The mechs are everywhere, their oversize exoskeleton attack suits streaking through the battered ships of her squadron like a meteor shower raining fire. As they approach, the exosuits unfold from metal-beamed, sharp-edged pseudo-vessels into monstrous, metal-limbed creatures capable of smashing through the Genesis lines as if they were punching through paper.
Every once in a while, as one of them zooms past her ship, Noemi gets a glimpse of the mechs themselves—the machines within the machines. They look just like human beings, which sometimes makes it hard for newbies to shoot. She hesitated herself in her first firefight when she glimpsed what seemed to be a man in his mid-twenties, with deep tan skin and black hair much like her own; he could’ve been her brother, if Rafael had had the chance to grow up.
That very human hesitation nearly ended her life that day. Mechs don’t hesitate. They go for the kill every time.
Since then she’s seen that exact same face looking back at her dozens of times. It’s a Charlie model, she now knows. Standard male fighter, ruthless and relentless.
“There are twenty-five models in standard production,” Elder Darius Akide had said, the day he addressed her training class for the first time. “Each has a name beginning with a different letter of the alphabet, from Baker to Zebra. All but two of these models look completely human. And each one is stronger than any human can ever be. They’re programmed with only enough intelligence to perform their core responsibilities. For manual-labor models, that’s not much. But the fighters they send against us? They’re smart. Damned smart. Mansfield left out only the levels of higher intelligence that could allow them to have something like a conscience.”
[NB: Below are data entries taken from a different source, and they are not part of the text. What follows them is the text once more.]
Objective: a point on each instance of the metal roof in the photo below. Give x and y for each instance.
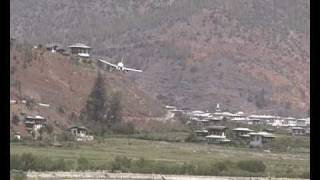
(242, 129)
(79, 45)
(217, 127)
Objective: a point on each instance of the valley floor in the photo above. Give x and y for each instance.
(168, 155)
(133, 176)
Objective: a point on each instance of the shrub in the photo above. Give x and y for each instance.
(15, 119)
(121, 163)
(252, 166)
(28, 161)
(123, 128)
(18, 175)
(191, 138)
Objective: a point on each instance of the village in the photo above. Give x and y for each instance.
(209, 126)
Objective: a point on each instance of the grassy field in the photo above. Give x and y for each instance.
(277, 164)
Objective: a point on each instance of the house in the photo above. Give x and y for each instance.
(217, 135)
(255, 121)
(80, 49)
(259, 139)
(53, 47)
(215, 139)
(298, 131)
(217, 130)
(301, 122)
(80, 133)
(34, 124)
(199, 123)
(215, 120)
(242, 132)
(202, 132)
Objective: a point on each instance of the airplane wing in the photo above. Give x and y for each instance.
(109, 64)
(130, 69)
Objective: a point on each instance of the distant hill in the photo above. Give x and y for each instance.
(252, 56)
(65, 83)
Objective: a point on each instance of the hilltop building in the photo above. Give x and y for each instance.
(217, 135)
(80, 133)
(80, 49)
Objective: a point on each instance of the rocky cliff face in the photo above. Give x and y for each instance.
(252, 56)
(65, 84)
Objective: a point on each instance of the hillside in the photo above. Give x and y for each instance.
(252, 56)
(65, 83)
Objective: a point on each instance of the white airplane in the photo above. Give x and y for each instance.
(119, 66)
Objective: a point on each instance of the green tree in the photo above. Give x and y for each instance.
(114, 115)
(96, 107)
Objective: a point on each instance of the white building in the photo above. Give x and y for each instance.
(80, 49)
(259, 139)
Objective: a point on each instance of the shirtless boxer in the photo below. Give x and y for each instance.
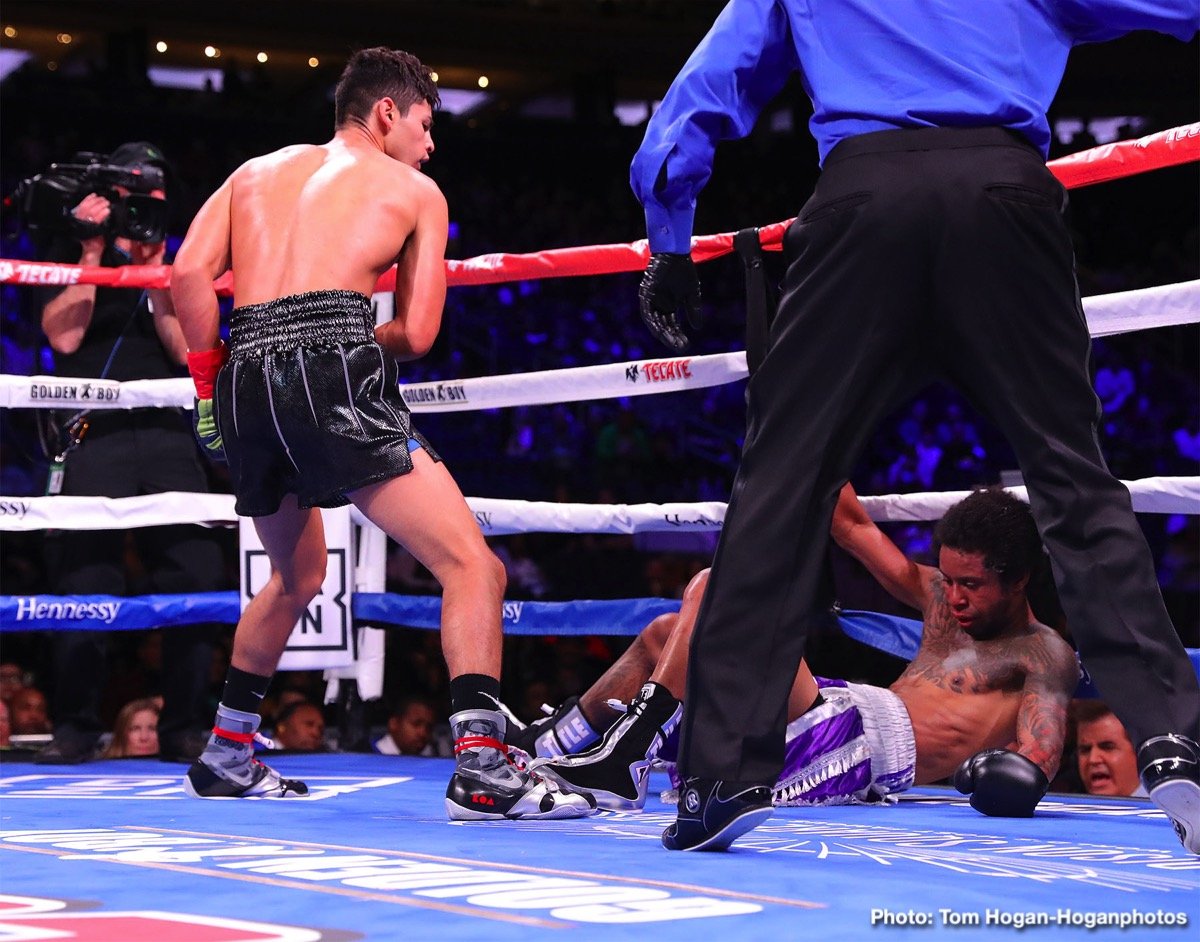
(306, 406)
(984, 700)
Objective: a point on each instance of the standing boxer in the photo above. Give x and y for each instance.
(306, 405)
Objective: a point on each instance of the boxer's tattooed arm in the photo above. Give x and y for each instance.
(951, 660)
(1051, 675)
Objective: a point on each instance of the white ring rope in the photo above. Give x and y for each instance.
(1107, 315)
(499, 517)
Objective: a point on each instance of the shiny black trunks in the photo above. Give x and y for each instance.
(310, 405)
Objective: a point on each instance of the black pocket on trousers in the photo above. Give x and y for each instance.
(1025, 195)
(833, 207)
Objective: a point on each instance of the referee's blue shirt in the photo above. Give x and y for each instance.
(870, 65)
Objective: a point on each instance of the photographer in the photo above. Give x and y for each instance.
(124, 334)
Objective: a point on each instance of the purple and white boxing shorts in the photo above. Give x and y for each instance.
(856, 748)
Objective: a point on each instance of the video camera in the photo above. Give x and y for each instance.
(43, 203)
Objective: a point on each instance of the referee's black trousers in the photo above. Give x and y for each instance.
(928, 250)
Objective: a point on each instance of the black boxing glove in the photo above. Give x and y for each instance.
(670, 283)
(1001, 784)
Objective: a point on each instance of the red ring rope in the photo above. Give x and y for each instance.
(1093, 166)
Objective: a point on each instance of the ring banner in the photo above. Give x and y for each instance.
(121, 613)
(617, 617)
(324, 636)
(1123, 312)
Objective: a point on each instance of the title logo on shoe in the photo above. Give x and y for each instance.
(31, 609)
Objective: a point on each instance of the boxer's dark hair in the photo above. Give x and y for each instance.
(997, 526)
(382, 73)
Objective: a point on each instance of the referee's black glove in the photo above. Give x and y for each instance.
(669, 285)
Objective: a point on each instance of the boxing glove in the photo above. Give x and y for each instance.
(1001, 784)
(204, 367)
(669, 285)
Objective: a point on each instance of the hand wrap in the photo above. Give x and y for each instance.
(204, 367)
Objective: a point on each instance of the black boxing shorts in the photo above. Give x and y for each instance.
(310, 405)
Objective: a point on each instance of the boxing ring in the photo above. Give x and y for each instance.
(112, 850)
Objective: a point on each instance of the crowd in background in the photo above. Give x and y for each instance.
(519, 185)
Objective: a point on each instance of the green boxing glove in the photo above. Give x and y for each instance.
(204, 424)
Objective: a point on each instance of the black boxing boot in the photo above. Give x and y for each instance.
(713, 814)
(486, 785)
(562, 732)
(616, 771)
(1169, 768)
Noemi’s eyes widen as her tactical screen lights up. Her hands tighten on her weapons controls, and she fires the instant the mech flies into range. For one split second she sees the thing’s face—Queen, standard female fighter model—before both exosuit and mech shatter. Nothing’s left but splinters of metal. Good.
Where’s Esther? They haven’t flown within visual range of each other for a couple of minutes now. Noemi would like to signal her, but she knows better than to use comms for a personal message in the middle of combat. So she can only look.
How am I supposed to find anyone in this? she asks herself as she swoops in over a few more of the mechs, blasting as fast as her weapons will work. Their return fire is so ferocious that black space momentarily turns brilliant white. The invasion forces keep getting larger. Earth keeps getting bolder. They’ll never let up, not ever.
The Masada Run really is our only hope.
She thinks about that scared kid shivering as the troops ran to their fighters. His call sign hasn’t appeared on her screen in a while either. Is he lost? Dead?
And Esther—scout ships are almost defenseless—
Finally the fighting around her breaks for a moment, and she has a chance to scan for Esther’s ship. When she finds it, she feels a moment of elation—it’s intact, Esther’s alive—but then Noemi frowns. Why is Esther all the way over there?
Then Noemi realizes what she’s looking at. Horror injects adrenaline into her veins.
One of the mechs has turned away from the battle. Just—left the fight. She’s never seen a mech do anything like that, and it’s heading toward the debris field near the fallen Gate. Is it malfunctioning? Doesn’t matter. For whatever reason, Esther decided to tail the stupid thing—probably to investigate what it was up to. But now she’s isolated from the Genesis troops who could protect her. If the mech finds what it’s looking for or receives an override from its Damocles, it will turn on Esther in an instant.